- [Instructor] We're told that
Kayla wants to visit a friend who lives eight kilometers away. She'll ride the subway as far as she can before walking the rest of the way. First, she needs to buy an
access pass that costs $5.50. There's also a fee of $1.25 per stop. This is an expensive subway. Kayla doesn't want to spend
more than $15 on the trip. So she wants to know the largest number of stops she can afford. Let S represent the number
of stops that Kayla buys. So first, pause this video and see if you can write an inequality that describes how many stops, or that describes the
situation that describes that she wants to take
as many stops as she can, but she doesn't wanna spend more than $15. All right, now let's do this together. So first, let's just
think about an expression for how much she spends. So no matter what, she's
going to spend $5.50, so we can write it like this, so $5.50, that's what she's going to spend, even if she doesn't take any stops. And it's $1.25 per stop, and
S is the number of stops. So the amount she's going
to spend just from the stops is going to be $1.25 times S. So it's going to be plus $1.25 S. This is the upfront she has to spend, and this is how much she's
going to spend on stop. So this is an S right over here and I wrote a five right next to it, they look kind of similar.

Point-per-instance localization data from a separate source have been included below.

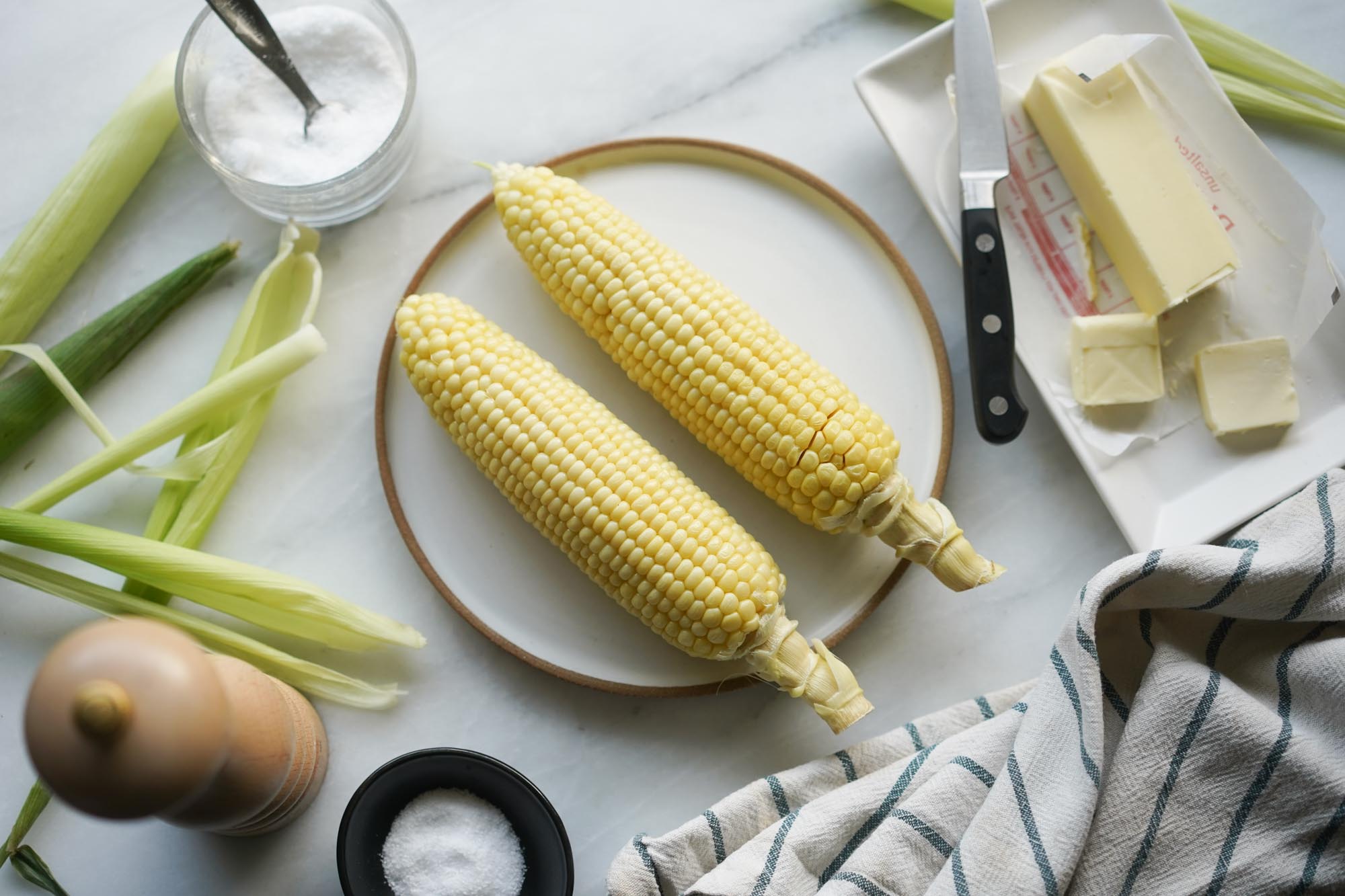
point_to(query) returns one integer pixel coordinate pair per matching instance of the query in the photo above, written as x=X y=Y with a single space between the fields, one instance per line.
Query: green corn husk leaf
x=29 y=400
x=283 y=299
x=264 y=598
x=1268 y=103
x=64 y=232
x=38 y=798
x=33 y=869
x=309 y=677
x=1249 y=58
x=241 y=385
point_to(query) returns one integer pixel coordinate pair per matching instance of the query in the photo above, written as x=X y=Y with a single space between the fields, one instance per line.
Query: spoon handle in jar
x=252 y=29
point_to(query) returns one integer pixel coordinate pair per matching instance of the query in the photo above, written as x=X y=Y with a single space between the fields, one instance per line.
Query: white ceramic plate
x=789 y=244
x=1187 y=487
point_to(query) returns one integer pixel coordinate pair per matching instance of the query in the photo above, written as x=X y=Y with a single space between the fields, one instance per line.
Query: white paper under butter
x=1247 y=385
x=1132 y=185
x=1285 y=283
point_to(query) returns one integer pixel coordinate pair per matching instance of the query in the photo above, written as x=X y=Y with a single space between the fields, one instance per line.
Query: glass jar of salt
x=358 y=61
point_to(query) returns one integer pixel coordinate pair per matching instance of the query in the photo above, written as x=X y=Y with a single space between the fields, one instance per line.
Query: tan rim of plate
x=665 y=147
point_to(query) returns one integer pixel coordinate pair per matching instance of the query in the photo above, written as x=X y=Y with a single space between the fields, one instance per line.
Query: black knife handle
x=985 y=279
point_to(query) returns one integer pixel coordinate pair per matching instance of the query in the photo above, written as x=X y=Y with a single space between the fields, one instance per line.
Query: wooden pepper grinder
x=130 y=717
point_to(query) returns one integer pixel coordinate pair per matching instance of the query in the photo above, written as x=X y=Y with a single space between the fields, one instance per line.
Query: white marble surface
x=521 y=80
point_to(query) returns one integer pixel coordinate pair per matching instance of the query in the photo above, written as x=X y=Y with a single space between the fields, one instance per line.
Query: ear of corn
x=623 y=513
x=758 y=400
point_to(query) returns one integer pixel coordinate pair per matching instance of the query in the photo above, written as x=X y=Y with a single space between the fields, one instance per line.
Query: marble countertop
x=505 y=80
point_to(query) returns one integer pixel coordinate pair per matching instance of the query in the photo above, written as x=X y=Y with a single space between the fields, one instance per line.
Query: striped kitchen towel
x=1187 y=735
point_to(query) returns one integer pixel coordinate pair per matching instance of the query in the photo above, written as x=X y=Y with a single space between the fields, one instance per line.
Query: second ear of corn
x=758 y=400
x=625 y=514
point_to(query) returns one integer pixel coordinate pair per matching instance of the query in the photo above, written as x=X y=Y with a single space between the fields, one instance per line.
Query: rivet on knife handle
x=985 y=276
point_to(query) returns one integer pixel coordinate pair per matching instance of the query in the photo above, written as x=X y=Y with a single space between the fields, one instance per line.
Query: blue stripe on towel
x=884 y=809
x=847 y=764
x=782 y=805
x=976 y=768
x=1114 y=697
x=1264 y=774
x=1315 y=854
x=863 y=884
x=925 y=830
x=987 y=709
x=774 y=856
x=960 y=877
x=716 y=834
x=1030 y=825
x=1147 y=623
x=1069 y=682
x=1245 y=565
x=638 y=841
x=1328 y=552
x=1188 y=737
x=1145 y=572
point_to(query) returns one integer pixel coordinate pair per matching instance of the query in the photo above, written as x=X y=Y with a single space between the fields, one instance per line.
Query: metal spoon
x=252 y=29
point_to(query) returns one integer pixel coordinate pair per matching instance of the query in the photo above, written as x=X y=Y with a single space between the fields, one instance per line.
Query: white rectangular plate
x=1187 y=487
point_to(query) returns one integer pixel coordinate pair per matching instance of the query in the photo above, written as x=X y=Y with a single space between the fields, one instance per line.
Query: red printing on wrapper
x=1043 y=212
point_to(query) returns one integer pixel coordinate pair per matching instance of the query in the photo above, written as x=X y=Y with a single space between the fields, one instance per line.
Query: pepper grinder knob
x=131 y=717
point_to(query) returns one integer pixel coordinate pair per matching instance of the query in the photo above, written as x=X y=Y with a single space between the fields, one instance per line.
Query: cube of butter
x=1125 y=170
x=1246 y=385
x=1114 y=360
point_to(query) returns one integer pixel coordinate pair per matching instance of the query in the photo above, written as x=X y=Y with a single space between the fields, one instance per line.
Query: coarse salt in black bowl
x=371 y=813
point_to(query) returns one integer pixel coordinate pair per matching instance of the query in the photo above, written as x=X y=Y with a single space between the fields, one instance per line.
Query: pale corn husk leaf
x=244 y=384
x=309 y=677
x=33 y=805
x=264 y=598
x=57 y=240
x=282 y=300
x=1268 y=103
x=1246 y=57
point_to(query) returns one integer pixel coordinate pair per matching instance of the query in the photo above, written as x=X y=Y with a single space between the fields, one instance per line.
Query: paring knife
x=983 y=163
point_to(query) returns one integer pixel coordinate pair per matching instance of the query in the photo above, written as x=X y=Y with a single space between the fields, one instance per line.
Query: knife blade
x=983 y=163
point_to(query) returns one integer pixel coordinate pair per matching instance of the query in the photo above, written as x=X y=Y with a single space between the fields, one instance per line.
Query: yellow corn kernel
x=727 y=374
x=621 y=510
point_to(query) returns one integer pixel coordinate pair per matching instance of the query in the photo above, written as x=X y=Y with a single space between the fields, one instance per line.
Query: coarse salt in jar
x=357 y=60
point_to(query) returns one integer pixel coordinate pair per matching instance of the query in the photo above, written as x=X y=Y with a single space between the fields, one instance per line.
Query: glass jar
x=328 y=202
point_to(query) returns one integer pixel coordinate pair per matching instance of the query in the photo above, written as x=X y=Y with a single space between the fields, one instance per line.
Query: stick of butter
x=1130 y=182
x=1114 y=360
x=1246 y=385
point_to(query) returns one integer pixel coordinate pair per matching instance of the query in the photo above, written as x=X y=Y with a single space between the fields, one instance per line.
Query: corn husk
x=1247 y=69
x=1276 y=106
x=1246 y=57
x=309 y=677
x=57 y=240
x=264 y=598
x=29 y=400
x=282 y=300
x=241 y=385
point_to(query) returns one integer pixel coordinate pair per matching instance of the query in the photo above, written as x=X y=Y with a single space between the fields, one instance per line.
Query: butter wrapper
x=1286 y=283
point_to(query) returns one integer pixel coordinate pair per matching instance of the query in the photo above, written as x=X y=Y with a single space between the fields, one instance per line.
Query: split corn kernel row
x=758 y=400
x=623 y=513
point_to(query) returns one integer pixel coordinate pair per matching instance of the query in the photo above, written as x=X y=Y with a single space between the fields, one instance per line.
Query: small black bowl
x=371 y=813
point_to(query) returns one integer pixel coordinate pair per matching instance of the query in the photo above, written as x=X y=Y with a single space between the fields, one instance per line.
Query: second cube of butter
x=1114 y=360
x=1246 y=385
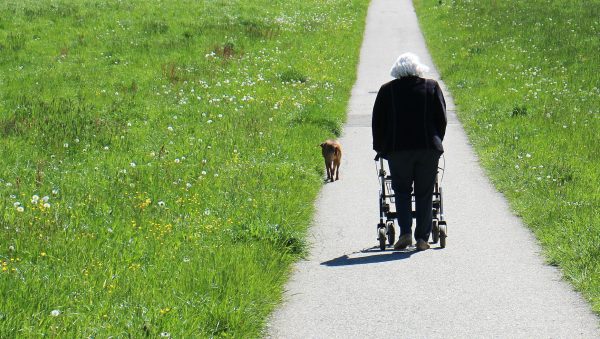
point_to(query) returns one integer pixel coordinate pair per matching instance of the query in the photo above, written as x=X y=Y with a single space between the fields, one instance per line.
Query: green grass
x=158 y=159
x=525 y=77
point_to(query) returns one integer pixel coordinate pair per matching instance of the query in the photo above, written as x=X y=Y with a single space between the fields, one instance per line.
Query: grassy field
x=159 y=160
x=525 y=77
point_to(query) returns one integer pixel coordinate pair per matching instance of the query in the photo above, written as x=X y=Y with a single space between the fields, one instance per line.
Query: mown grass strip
x=525 y=77
x=159 y=160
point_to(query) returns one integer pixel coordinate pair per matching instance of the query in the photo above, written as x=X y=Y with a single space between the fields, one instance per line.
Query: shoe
x=404 y=241
x=422 y=245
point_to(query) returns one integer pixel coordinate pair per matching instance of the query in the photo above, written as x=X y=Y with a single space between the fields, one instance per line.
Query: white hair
x=408 y=64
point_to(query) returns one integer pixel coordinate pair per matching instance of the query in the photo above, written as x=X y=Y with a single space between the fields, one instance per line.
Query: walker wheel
x=381 y=232
x=443 y=236
x=391 y=233
x=435 y=232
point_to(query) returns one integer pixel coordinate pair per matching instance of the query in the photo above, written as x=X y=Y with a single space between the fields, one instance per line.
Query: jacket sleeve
x=378 y=121
x=439 y=110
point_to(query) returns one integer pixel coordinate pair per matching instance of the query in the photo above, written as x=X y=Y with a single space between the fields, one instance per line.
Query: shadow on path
x=377 y=256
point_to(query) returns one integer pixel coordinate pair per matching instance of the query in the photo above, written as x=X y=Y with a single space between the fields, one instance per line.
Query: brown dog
x=332 y=152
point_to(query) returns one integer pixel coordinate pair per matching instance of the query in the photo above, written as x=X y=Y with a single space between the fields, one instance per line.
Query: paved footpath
x=489 y=282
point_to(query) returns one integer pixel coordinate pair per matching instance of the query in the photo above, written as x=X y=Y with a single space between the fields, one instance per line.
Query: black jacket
x=409 y=114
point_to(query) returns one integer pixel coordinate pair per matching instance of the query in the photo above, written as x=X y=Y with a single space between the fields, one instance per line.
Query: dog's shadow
x=374 y=256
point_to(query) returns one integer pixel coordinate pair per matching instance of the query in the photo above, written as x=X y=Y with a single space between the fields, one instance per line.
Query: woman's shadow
x=374 y=256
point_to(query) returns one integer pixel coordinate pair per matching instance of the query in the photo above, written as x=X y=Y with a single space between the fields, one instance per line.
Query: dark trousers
x=418 y=167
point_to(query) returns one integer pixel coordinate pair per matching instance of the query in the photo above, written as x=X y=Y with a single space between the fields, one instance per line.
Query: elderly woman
x=409 y=123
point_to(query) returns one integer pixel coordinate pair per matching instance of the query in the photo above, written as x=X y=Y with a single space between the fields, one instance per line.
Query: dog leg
x=328 y=170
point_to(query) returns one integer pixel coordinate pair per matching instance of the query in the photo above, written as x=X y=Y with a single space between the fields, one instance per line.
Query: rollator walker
x=387 y=214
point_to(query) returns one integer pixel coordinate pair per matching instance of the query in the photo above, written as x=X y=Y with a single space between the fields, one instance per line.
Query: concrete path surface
x=489 y=282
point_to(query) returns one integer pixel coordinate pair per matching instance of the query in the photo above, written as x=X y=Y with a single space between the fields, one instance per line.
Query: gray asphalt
x=489 y=282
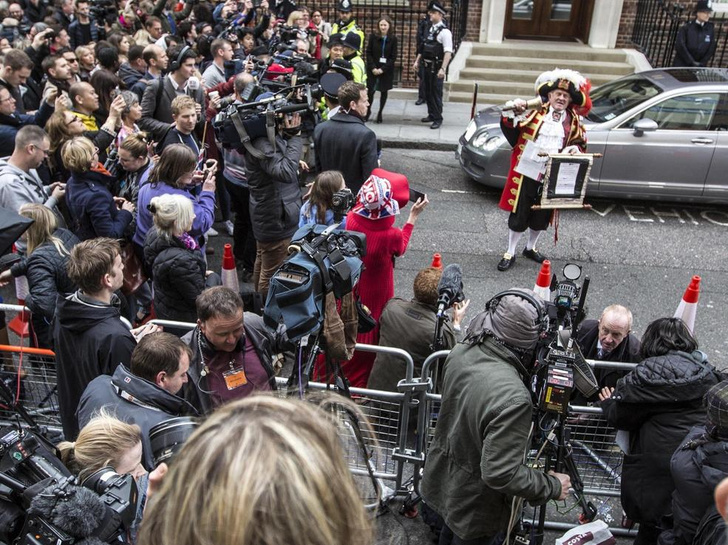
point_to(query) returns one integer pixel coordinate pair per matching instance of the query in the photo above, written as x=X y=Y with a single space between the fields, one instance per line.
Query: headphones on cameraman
x=175 y=64
x=543 y=319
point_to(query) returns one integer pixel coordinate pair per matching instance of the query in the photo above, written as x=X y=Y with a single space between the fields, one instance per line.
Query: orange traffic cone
x=543 y=281
x=229 y=273
x=688 y=307
x=20 y=324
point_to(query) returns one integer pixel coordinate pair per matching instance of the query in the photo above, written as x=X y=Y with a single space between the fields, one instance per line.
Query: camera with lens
x=239 y=124
x=40 y=502
x=560 y=367
x=341 y=203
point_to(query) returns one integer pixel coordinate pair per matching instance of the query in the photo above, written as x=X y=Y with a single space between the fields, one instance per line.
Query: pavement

And we know that she doesn't
want to spend more than $15. So she's willing to spend up to $15. So this total amount that she spends has to be less than or equal to $15. Or if we didn't write it
with the dollar symbols, we would write 5.50 plus 1.25 S is going to be less than or equal to, or needs to be less than or equal to 15. Now that we've written this inequality, what is the number of stops
that Kayla can afford? What's the largest number of
stops that she can afford? Pause this video and
try to figure that out. Well, to figure that out,
we just have to solve for S and then figure out what the largest S is that satisfies the inequality
once we've solved for S. So the first thing I would do is subtract 5.50 from both sides. When we do that, we are
left with 1.25 or $1.25 S is less than or equal to 9.50. And then I would divide
both sides by 1.25. And since I'm dividing both
sides by a positive value, it doesn't change the
direction of the inequality, 1.25 and then divide this by 1.25, 9.5 divide by 1.25 is equal to 7.6. So we get that S needs to be
less than or equal to 7.6. So we can't take a
fractional number of stops. So the largest number of
stops that Kayla can take is going to be seven stops. She can't take eight, and she can't take 7 1/2 or 7.6. So the largest number she
can take is seven stops. So she can take as many as seven stops. And we are done.